Une récupération plus rapide sans tabagisme
Menée par une équipe de l’Université de Stanford, la recherche incluait 88 personnes souffrant de TUA et 45 témoins sains. Pour le premier groupe, des scintigraphies cérébrales évaluant l’épaisseur corticale ont été effectuées après 1 semaine, 1 mois et 7,3 mois d’abstinence. Les mesures ont été effectuées pour 34 sous-régions corticales dites « d’intérêt bilatéral » et soutenant de nombreuses fonctions cognitives d’ordre supérieur. Une partie de ces participants a abandonné l’expérience au bout d’un mois et seuls 40 sont parvenus à s’abstenir jusqu’à la fin de l’étude. Quant au second groupe, les relevés scintigraphiques ont été réalisés au début de l’expérience et 9 mois après, afin de confirmer que les mesures restaient stables.
Après analyse, les chercheurs ont constaté que les participants souffrant de TUA présentaient un regain d’épaisseur corticale généralisé, après 7,3 mois d’abstinence. L’épaisseur était statistiquement significative au niveau de 25 des 34 régions examinées et était comparable à celle des témoins sains dans 24 d’entre elles. D’autre part, ce rétablissement était particulièrement accéléré au cours du premier mois d’abstinence.
Les experts ont également évalué de quelle manière certains problèmes de santé sous-jacents pouvaient influencer le niveau de rétablissement. En effet, de précédentes recherches ont suggéré que ce taux de récupération était non seulement influencé par l’âge et le sexe, mais également par les troubles médicaux, psychiatriques et liés à la consommation de substances psychoactives, ainsi que par le tabagisme chronique. En outre, les personnes atteintes de TUA présentant des pathologies proathérogène (hypertension, diabète sucré de type 2, séropositivité à l’hépatite C et/ou hyperlipidémie) présentaient un amincissement cortical plus important, suggérant que ces conditions peuvent entraver leur rétablissement.
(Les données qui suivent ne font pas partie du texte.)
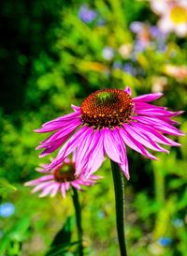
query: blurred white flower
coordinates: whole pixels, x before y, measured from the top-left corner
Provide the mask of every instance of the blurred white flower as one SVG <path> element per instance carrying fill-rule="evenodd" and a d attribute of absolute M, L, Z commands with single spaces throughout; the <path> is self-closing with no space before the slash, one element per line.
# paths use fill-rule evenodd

Il a été constaté que les 34 régions corticales gagnaient plus rapidement en épaisseur lorsque les participants fumeurs arrêtaient de fumer, avec un niveau significatif de récupération dès une semaine d’abstinence (d’alcool). Ce rétablissement était en revanche ralenti chez les personnes TUA qui ont continué à fumer, ainsi que celles souffrant d’hypertension artérielle ou d’hypercholestérolémie. En revanche, aucune influence notable n’a été observée pour celles présentant des troubles psychiatriques ou un tabagisme antérieur.
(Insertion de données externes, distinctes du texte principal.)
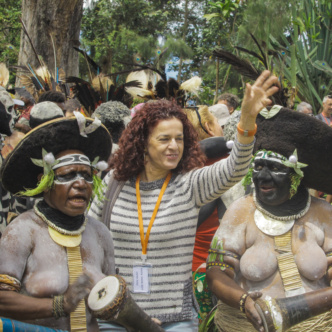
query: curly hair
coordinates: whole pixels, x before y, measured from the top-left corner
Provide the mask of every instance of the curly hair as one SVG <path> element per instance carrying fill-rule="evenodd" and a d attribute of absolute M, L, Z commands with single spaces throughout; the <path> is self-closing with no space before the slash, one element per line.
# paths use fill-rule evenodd
<path fill-rule="evenodd" d="M 144 150 L 148 145 L 151 131 L 161 120 L 172 118 L 182 122 L 184 136 L 183 156 L 172 172 L 186 173 L 204 165 L 205 157 L 199 148 L 197 133 L 187 115 L 175 102 L 158 100 L 146 103 L 123 131 L 119 140 L 119 149 L 110 161 L 116 180 L 127 181 L 143 171 Z"/>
Toutefois, ces résultats ne sont peut-être pas généralisables, étant donné la taille réduite des échantillons, sans compter que d’autres facteurs tels que l’âge et le sexe n’ont pas été considérés dans les analyses. La génétique, l’activité physique et la santé hépatique et pulmonaire pourraient également influencer les résultats, mais n’ont pas été prises en compte dans l’étude.
Par ailleurs, les effets exacts de ces changements sur les fonctions cérébrales n’ont pas été précisés. Néanmoins, « ces données fournissent des informations cliniquement pertinentes sur les effets bénéfiques d’une sobriété soutenue sur la morphologie du cerveau humain et renforcent les effets adaptatifs de la récupération basée sur l’abstinence dans le TUA », concluent les experts dans leur document.